Indigenous Tribes Pay Tribute to Recently Deceased Miloslav Stingl
Miloslav Stingl, Czech writer, ethnographer and traveller, passed away earlier this month at the age of 89. Passionate about people, especially indigenous cultures, Stingl became close to several indigenous tribes. On behalf of all indigenous cultures, a Maori tribe has paid tribute to the professor.Photo credit: Go2 Novy Zeland.
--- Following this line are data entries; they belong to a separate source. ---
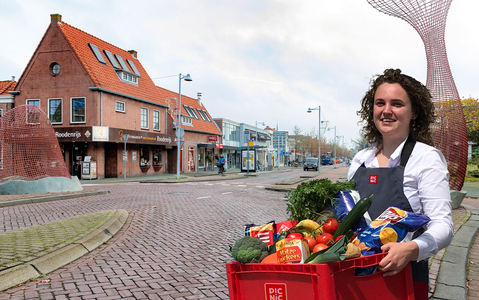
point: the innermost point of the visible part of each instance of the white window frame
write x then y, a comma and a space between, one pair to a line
71, 111
28, 100
158, 122
144, 115
124, 106
188, 121
61, 115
Brno, May 26 (BD) – Writer and ethnographer Miloslav Stingl died on Monday, May 11th, aged 89. Throughout his life, Stingl travelled to 150 countries across all continents, and published 41 books about the people, countries and cultures he encountered. Stingl was particularly interested in indigenous people, and stayed with many tribes during his time abroad, cultivating close relationships. After his death, Maori cultural group Whakaari Rotorua have expressed their grief and paid tribute to Stingl, “on behalf of all indigenous cultures around the world.” Stingl’s life and work was appreciated by many indigenous cultures, and one Native American tribe even honoured him by electing him as their Chief.
“Our cultural group says thank you in appreciation to Dr Miloslav Stingl, on behalf of all native cultures of the world (especially from Oceania/Pacific) for helping to bring peace, understanding, love, cultural exchange, tolerance, inspiration and happiness to millions of people around the world through his books, speeches, travel, teachings and many public appearances in his home country of Czech Republic, and also globally,” said Frank Grapl Jr., a member of Whakaari Rotorua.
Stingl, born in December 1930, started his career as an ethnographer and writer during the Communist regime, which would have limited his ability to travel, had he not had a couple of clever advantages. By the time he became a scientist, he had to be authorized to travel, because he was paid to study Native American people, and “they couldn’t stop me from travelling to them,” said Stingl. But the state also benefited from his work, as his books were published all over the world, which brought in a lot of foreign money for them. Stingl also never had any intention of emigrating, which he made sure to make clear to the authorities. He said that when he returned from his first two trips to the West, the state no longer suspected he would emigrate, and thus kept letting him go. And so Stingl was able to make a total of 14 trips, visiting 150 countries and spending 20 years abroad in total. Stingl was also able to at least communicate in 17 foreign languages, including some lesser-learned languages such as Maori, his first foreign language, and the language of the Papuan Kuma tribe.
Stingl received several prizes and awards for his work, including the Silver commemorative medal of the Senate in 2014. However, he said that the greatest honour he ever received was being elected Chief of the Kickapoo Native American tribe. The unprecedented step of electing a Czechoslovak foreigner as chief had to be approved by the Czechoslovak Ministry of Foreign Affairs, which they agreed to do. Stingl, while honoured, remembered his curiosity as he recalled asking the Communist minister why they wanted him elected as Chief. According to Stingl, the minister replied that it was “because they are our red brethren.”
Although being Chief of Kickapoo was his only official chief-title, he was honoured and treated as a chief by at least one other indigenous tribe. “Most people do not know he was already honoured and treated as a chief by our Maori people,” said Grapl. “Not only in New Zealand, but also in our many meetings and visits with him in Czech Republic. We called him Rangatira (Chief). Not since the famous Czech painter Bohumir Gottfried Lindauer was there a Czech that had such close and warm friendly relations and trust with the Maori people as the Rangatira Miloslav Stingl did.”
“Moe mai ra Rangatira, Dr Miloslav Stingl. We love you and will miss you always. The hardest part is that we can not be with you to physically say goodbye. But it is never goodbye, just see you later,” said Grapl, concluding his tribute to Miloslav Stingl.